“Supramodal” by Merve Morkoç
With her performance “Supramodal”, Merve Morkoç aims for an inter-sensory exchange and tries to create a connection between the audience and the artist, the artist and the work and finally the audience and the work by creating both an auditory and visual impression with the sculptures surrounding her.
The performance is based on Morkoç’s curiosity about the dynamics of sculptures she made in order to experience if her perception of three-dimensional objects changes when an interaction is formed with the audience.
As soon as the audience enters the space, they are confronted with the artist and the sculptures wrapped around her. While in the perception process of the sense of sight, the interaction is carried to a different dimension with the sounds assigned to the sculptures. The relationship dynamic of the artist with the sculptures provides integrity in the interactions of the audience.
As Morkoç stated:
“Intersensory communication is much more flexible than we think. Each mode can also process data except for its own field. The tactile sense areas of the brain can integrate data from the visual and auditory areas of the brain. We see with our ears, hear with our hands and taste with our eyes.”
The dynamic formed by the naming of the motives that are connected with each other as completely foreign and other, and being perceived, understood and accepted in the process of being exposed includes us in a circle.
What situations does interaction confront us with? Is sound a driving force, or does it take on a purely attractive appearance? How much does what we hear manipulate what we see? Morkoç puts the illusions of perception in these forms of communication into a system she has created with her own experiences.
By the connection she forms through flexible boundaries, Morkoç asks the audience whether there is a “yin and yang” of perception.
“Supramodal” Merve Morkoç
“Supramodal” adlı performansı ile Merve Morkoç duyular arası değişimi hedefine alıp kendini çevreleyen heykeller ile hem işitsel hem de görsel bir izlenim yaratarak izleyici-sanatçı, sanatçı-eser ve son olarak da izleyici-eser arasındaki bağlamı oluşturmaya çalışmaktadır.

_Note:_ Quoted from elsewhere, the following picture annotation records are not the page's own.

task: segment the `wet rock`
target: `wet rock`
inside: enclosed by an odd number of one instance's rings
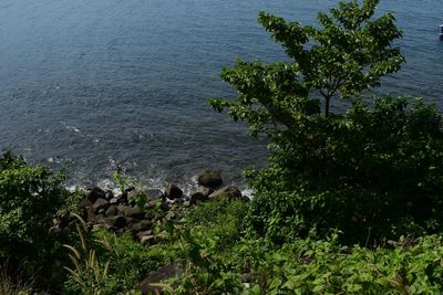
[[[134,232],[146,231],[152,228],[152,222],[150,220],[142,220],[131,225]]]
[[[241,191],[236,187],[224,187],[209,194],[209,200],[231,200],[236,198],[241,198]]]
[[[143,236],[152,235],[153,231],[152,230],[146,230],[142,232],[137,232],[135,236],[140,240],[142,240]]]
[[[165,189],[165,194],[168,199],[182,198],[183,190],[181,190],[177,186],[169,183]]]
[[[90,193],[87,193],[86,199],[91,203],[95,203],[97,199],[106,199],[106,194],[101,188],[95,187],[91,189]]]
[[[205,193],[203,193],[200,191],[194,192],[189,197],[189,202],[192,204],[196,204],[197,202],[205,202],[207,200],[209,200],[208,196],[206,196]]]
[[[114,193],[112,192],[112,190],[106,190],[105,197],[106,197],[106,200],[110,201],[114,198]]]
[[[198,185],[207,188],[218,188],[223,183],[222,175],[218,171],[206,170],[197,178]]]
[[[117,207],[115,204],[111,204],[106,210],[106,217],[114,217],[117,214]]]
[[[154,242],[155,242],[155,236],[154,235],[143,235],[141,239],[140,239],[140,242],[142,243],[142,244],[144,244],[144,245],[152,245],[152,244],[154,244]]]
[[[103,221],[112,228],[123,229],[127,225],[126,219],[124,217],[109,217],[104,218]]]
[[[110,202],[106,199],[99,198],[95,200],[92,208],[94,209],[95,213],[99,213],[102,209],[106,210],[110,207]],[[104,212],[103,212],[104,213]]]
[[[164,197],[163,191],[159,189],[147,189],[145,193],[150,200],[163,199]]]
[[[86,210],[86,221],[94,223],[96,218],[95,218],[95,211],[94,211],[94,208],[92,208],[92,204],[85,207],[85,210]]]
[[[210,193],[213,193],[215,190],[213,188],[205,188],[203,187],[199,192],[202,192],[203,194],[205,194],[206,197],[209,197]]]
[[[120,204],[117,207],[117,210],[125,218],[134,218],[134,219],[144,219],[145,218],[145,212],[140,210],[136,207],[130,207],[130,206]]]

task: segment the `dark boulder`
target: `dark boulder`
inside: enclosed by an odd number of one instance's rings
[[[163,191],[159,189],[147,189],[145,193],[150,200],[163,199],[164,197]]]
[[[241,199],[241,191],[236,187],[224,187],[209,194],[209,200]]]
[[[101,213],[104,213],[110,206],[111,204],[106,199],[99,198],[99,199],[95,200],[95,202],[92,206],[92,208],[94,209],[95,213],[99,213],[99,211]]]
[[[86,199],[91,203],[95,203],[97,199],[106,199],[106,193],[101,188],[95,187],[87,193]]]
[[[192,204],[196,204],[197,202],[205,202],[207,200],[209,200],[208,196],[200,191],[194,192],[189,197],[189,201]]]
[[[171,200],[182,198],[183,190],[181,190],[177,186],[169,183],[165,189],[165,196]]]
[[[142,220],[131,225],[134,232],[146,231],[152,228],[152,222],[150,220]]]
[[[109,217],[104,218],[103,221],[112,228],[123,229],[127,225],[126,219],[124,217]]]
[[[218,171],[206,170],[198,176],[197,182],[206,188],[218,188],[223,183],[222,175]]]
[[[117,214],[117,207],[115,204],[111,204],[106,210],[106,217],[114,217]]]
[[[145,212],[140,210],[135,207],[130,206],[119,206],[119,212],[121,212],[125,218],[133,218],[133,219],[144,219]]]

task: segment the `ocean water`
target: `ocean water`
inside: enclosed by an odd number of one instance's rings
[[[244,186],[266,143],[209,109],[233,96],[236,59],[285,59],[257,23],[266,10],[313,24],[328,0],[0,0],[0,151],[106,183],[116,165],[137,181],[193,186],[204,169]],[[381,91],[442,105],[443,0],[381,0],[404,31],[403,70]]]

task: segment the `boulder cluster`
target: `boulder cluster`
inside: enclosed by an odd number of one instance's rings
[[[183,214],[177,213],[181,211],[177,209],[216,199],[249,200],[238,188],[223,187],[222,176],[217,171],[204,171],[198,176],[197,182],[198,190],[189,196],[174,183],[168,183],[163,191],[128,188],[116,196],[95,187],[85,194],[83,218],[94,230],[104,228],[117,233],[131,231],[140,242],[152,244],[162,239],[161,234],[154,233],[158,221],[183,221]]]

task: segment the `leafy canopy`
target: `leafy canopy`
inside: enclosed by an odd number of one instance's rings
[[[262,64],[237,61],[222,78],[237,89],[235,101],[213,99],[218,112],[250,124],[251,133],[297,125],[299,112],[320,109],[329,116],[333,97],[353,98],[380,85],[380,78],[400,70],[404,57],[392,45],[401,38],[392,13],[374,19],[379,0],[340,2],[330,14],[319,13],[320,28],[287,22],[266,12],[258,21],[282,44],[289,62]],[[308,96],[311,96],[308,98]]]
[[[256,190],[247,221],[272,242],[339,230],[369,245],[443,229],[442,116],[421,101],[362,101],[404,61],[394,17],[374,18],[378,3],[340,2],[319,13],[319,28],[261,12],[289,61],[222,72],[238,95],[212,107],[270,139],[269,167],[247,172]],[[336,97],[351,106],[331,115]]]

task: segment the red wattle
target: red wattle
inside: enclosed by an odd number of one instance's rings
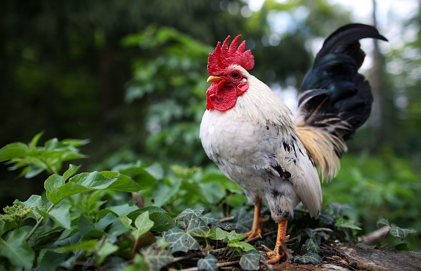
[[[215,109],[220,111],[227,111],[237,102],[237,90],[225,84],[224,80],[213,83],[206,92],[206,109]]]
[[[241,83],[237,86],[237,88],[238,89],[237,96],[244,94],[244,93],[249,89],[249,83]]]

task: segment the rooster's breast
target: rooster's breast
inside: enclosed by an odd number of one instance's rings
[[[276,127],[266,126],[238,116],[233,111],[205,112],[200,137],[205,152],[249,199],[262,197],[276,181],[270,182],[267,150],[280,145]],[[273,135],[271,131],[273,131]],[[277,131],[277,132],[276,132]],[[268,136],[269,134],[269,136]],[[264,140],[270,138],[271,142]],[[271,146],[272,144],[274,146]]]

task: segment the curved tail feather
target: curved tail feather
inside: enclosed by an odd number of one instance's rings
[[[370,115],[371,88],[358,72],[366,56],[359,40],[366,38],[387,41],[374,26],[359,23],[332,33],[300,89],[297,133],[323,177],[336,175],[345,140]]]

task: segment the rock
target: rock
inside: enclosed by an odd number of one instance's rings
[[[356,244],[336,248],[349,262],[367,270],[421,270],[421,253],[414,251],[375,250]]]

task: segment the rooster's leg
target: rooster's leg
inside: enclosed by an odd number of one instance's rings
[[[281,260],[285,253],[279,252],[282,247],[282,243],[285,242],[289,238],[289,236],[286,236],[286,227],[288,226],[288,220],[285,219],[278,225],[278,236],[276,237],[276,244],[275,245],[275,249],[271,250],[266,245],[262,245],[263,248],[266,250],[268,262],[271,265],[276,263]]]
[[[254,215],[253,216],[253,225],[252,230],[247,233],[244,233],[247,237],[247,239],[251,239],[254,237],[262,238],[262,233],[267,231],[266,228],[262,226],[261,223],[266,221],[268,219],[262,219],[260,217],[260,207],[262,206],[262,200],[259,199],[254,204]]]

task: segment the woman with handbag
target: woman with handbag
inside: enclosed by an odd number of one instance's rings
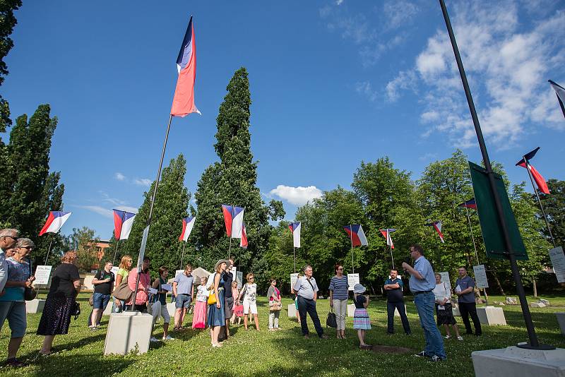
[[[4,288],[5,293],[0,296],[0,328],[7,319],[11,335],[8,344],[8,359],[6,363],[15,367],[26,365],[16,359],[16,354],[22,344],[28,326],[25,291],[32,289],[31,283],[35,280],[31,275],[31,265],[25,258],[30,255],[35,245],[30,239],[18,239],[13,254],[6,260],[8,265],[8,280]],[[31,292],[35,292],[33,290]],[[28,295],[35,298],[32,294],[30,294],[28,292]]]
[[[75,265],[76,253],[67,251],[61,257],[61,263],[51,279],[47,299],[41,313],[37,334],[44,335],[40,354],[52,353],[55,335],[66,334],[71,316],[76,312],[76,297],[81,292],[81,277]]]
[[[131,265],[133,263],[133,258],[131,256],[125,255],[121,257],[121,261],[119,263],[119,269],[116,273],[116,288],[120,286],[121,282],[128,281],[128,275],[131,270]],[[128,288],[129,289],[129,288]],[[123,288],[122,288],[123,289]],[[133,292],[132,292],[133,293]],[[124,306],[126,305],[125,300],[114,297],[114,306],[112,308],[112,313],[120,313],[124,310]]]
[[[222,347],[218,341],[220,330],[222,326],[225,326],[225,309],[224,305],[224,279],[223,272],[227,268],[229,262],[225,259],[220,259],[214,266],[213,282],[210,287],[210,295],[208,298],[208,325],[210,326],[210,336],[212,340],[212,347]]]
[[[270,285],[267,291],[267,297],[269,298],[269,331],[273,331],[280,330],[278,327],[278,317],[282,304],[280,302],[280,291],[276,287],[276,279],[271,279],[270,282]]]
[[[345,339],[345,316],[347,313],[349,288],[347,277],[343,275],[343,265],[335,265],[335,276],[330,280],[330,311],[335,313],[335,337]]]

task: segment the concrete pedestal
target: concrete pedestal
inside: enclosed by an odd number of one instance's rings
[[[347,316],[353,318],[353,315],[355,313],[355,304],[350,304],[347,305]]]
[[[28,314],[35,314],[43,311],[43,306],[45,306],[45,300],[35,299],[25,301],[25,313]]]
[[[496,306],[480,306],[477,308],[477,315],[479,321],[483,325],[506,325],[506,318],[502,308]]]
[[[404,304],[404,313],[406,313],[406,304]],[[395,317],[400,317],[400,313],[398,313],[398,309],[397,309],[396,308],[394,308],[394,316]]]
[[[565,376],[565,349],[525,349],[516,346],[471,354],[477,377]]]
[[[296,306],[295,306],[294,304],[288,304],[288,318],[296,318]]]
[[[104,354],[126,354],[133,350],[139,354],[147,352],[153,318],[150,314],[138,311],[110,314]]]
[[[557,322],[559,323],[559,328],[561,328],[561,333],[565,335],[565,313],[556,313],[557,316]]]

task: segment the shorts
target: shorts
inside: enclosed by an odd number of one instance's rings
[[[177,294],[177,301],[174,301],[174,307],[177,309],[182,308],[188,309],[191,302],[192,302],[192,297],[190,294]]]
[[[244,314],[249,314],[249,309],[251,311],[251,314],[257,313],[257,303],[256,301],[249,302],[247,300],[243,300],[243,313]]]
[[[93,295],[93,309],[105,310],[109,301],[109,294],[95,292]]]
[[[151,304],[151,315],[153,316],[153,325],[160,316],[163,318],[163,322],[169,323],[171,321],[171,316],[167,309],[167,305],[163,305],[161,301],[157,301]]]
[[[224,309],[225,309],[225,318],[231,318],[232,316],[234,315],[234,298],[226,297],[224,301],[225,301],[225,305],[224,306]]]
[[[28,327],[25,301],[0,301],[0,330],[6,319],[12,332],[11,337],[23,337]]]

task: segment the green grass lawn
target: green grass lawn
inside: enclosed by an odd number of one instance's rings
[[[367,333],[369,344],[400,346],[412,352],[406,354],[389,354],[358,349],[356,332],[352,328],[352,319],[346,322],[346,340],[335,338],[333,329],[327,329],[330,339],[319,340],[309,318],[309,327],[313,336],[304,340],[300,326],[295,319],[290,319],[286,307],[293,302],[286,299],[280,313],[282,330],[267,331],[268,306],[266,299],[258,303],[260,332],[244,331],[243,325],[232,328],[233,337],[222,348],[213,349],[208,330],[185,330],[172,333],[176,338],[166,342],[152,343],[149,352],[142,355],[104,357],[102,349],[106,336],[108,317],[102,318],[102,326],[97,332],[86,326],[86,316],[90,311],[86,301],[88,294],[81,294],[83,313],[78,321],[73,320],[69,333],[58,335],[54,343],[56,352],[40,357],[38,350],[43,337],[35,335],[40,314],[28,316],[28,331],[18,357],[30,364],[29,366],[14,369],[0,368],[2,376],[472,376],[471,352],[475,350],[502,348],[525,341],[528,335],[519,306],[506,306],[506,326],[483,326],[483,336],[465,336],[463,342],[445,341],[448,359],[432,363],[412,354],[423,349],[424,335],[414,304],[407,299],[408,318],[412,335],[403,334],[400,318],[396,318],[397,334],[386,334],[386,306],[384,299],[373,299],[369,312],[373,328]],[[552,306],[531,309],[532,316],[540,342],[565,347],[565,337],[560,334],[554,314],[565,311],[565,298],[544,297]],[[504,301],[504,297],[489,297],[490,301]],[[533,298],[528,299],[533,302]],[[318,313],[325,328],[328,310],[328,300],[318,301]],[[456,317],[462,326],[460,317]],[[191,316],[188,322],[191,321]],[[162,323],[157,324],[155,335],[162,335]],[[464,333],[464,330],[463,331]],[[9,328],[6,323],[0,334],[0,349],[6,352],[9,337]],[[6,357],[4,353],[1,357]]]

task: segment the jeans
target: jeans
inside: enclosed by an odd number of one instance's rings
[[[310,318],[312,318],[314,327],[316,328],[318,336],[321,337],[323,335],[323,329],[321,325],[320,325],[320,318],[318,317],[318,312],[316,311],[316,301],[299,296],[298,313],[300,314],[300,328],[302,330],[302,335],[307,335],[310,333],[308,330],[308,324],[306,323],[306,313],[308,313],[308,314],[310,315]]]
[[[439,333],[434,318],[434,303],[436,298],[431,292],[420,293],[414,296],[414,304],[418,311],[420,323],[424,329],[424,337],[426,339],[426,347],[424,353],[426,356],[438,356],[446,359],[444,348],[444,338]]]
[[[269,328],[278,328],[278,316],[280,315],[280,310],[269,311]]]
[[[333,300],[333,312],[338,328],[335,330],[345,330],[345,316],[347,314],[347,299]]]
[[[475,334],[480,335],[482,334],[481,328],[481,321],[477,315],[477,304],[474,302],[460,302],[459,312],[461,313],[461,319],[465,323],[465,330],[468,334],[472,334],[471,323],[469,322],[469,314],[471,315],[473,325],[475,325]]]
[[[404,306],[404,301],[400,301],[398,302],[386,301],[386,313],[388,316],[388,326],[386,332],[389,334],[394,333],[394,309],[398,311],[398,314],[400,315],[400,321],[402,321],[402,327],[404,328],[404,332],[406,334],[410,334],[410,324],[408,323],[408,317],[406,316],[406,308]]]

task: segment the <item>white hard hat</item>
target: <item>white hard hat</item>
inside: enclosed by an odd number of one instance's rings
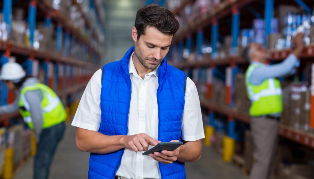
[[[0,80],[18,80],[23,78],[26,75],[20,65],[15,62],[8,62],[1,68]]]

Performans, bir sanatçının heykellerle olan dinamiğinin izleyiciyle bir etkileşime girdiğinde üç boyutlu cisimleri algılama şeklinin değişip-değişmemesi merakı üzerine kurulmuştur.
İzleyici alana girer girmez sanatçı ve onun etrafına sarmalanmış heykellerle karşı karşıya kalmaktadır. Görme duyusunun algılama süreci içerisindeyken izleyiciye heykeller tarafından atanmış olan seslerle etkileşim farklı bir boyuta taşındırılmaktadır. Sanatçının heykellerle olan ilişki dinamiği, izleyicilerin etkileşimleriyle bir bütünlük sağlamaktadır.
Morkoç’un da belirtmiş olduğu gibi:
“Duyular arası iletişim sandığımızdan çok daha esnektir. Her mod kendi alanı hariç verileri de işleyebilir. Beynin dokunma duyusu alanları, beynin görsel, işitsel alanlarından gelen verileri entegre edebilir. Kulaklarımızla görüyor, ellerimizle duyup, gözlerimiz ile tatmaktayızdır.”
Her biri birbiriyle bağlantı içerisinde olan güdümlerin tamamen yabancı ve öteki olarak adlandırılması ve maruz kalındığı, deneyimlendiği süreçte algılanması, anlamlanması ve kabul edilmesiyle oluşan dinamik bizi bir çembere dahil etmektedir.
Etkileşim bizi hangi durumlarla karşılaştırmaktadır? Ses itici bir güç müdür, yoksa tamamen çekici bir görünüm mü almaktadır? Duyduklarımız, gördüklerimizi ne kadar manipüle etmektedir? Morkoç bu iletişim biçimlerindeki algı yanılsamalarını, kendi deneyimleriyle oluşturmuş olduğu bir sisteme oturtmaktadır.
Morkoç, izleyiciyle duyular arası iletişimin esnek sınırları üzerinden kurduğu bağ ile onlara bu iletişim biçimlerinin; algının “yin ve yang”ı mı olduğu sorusunu yöneltiyor.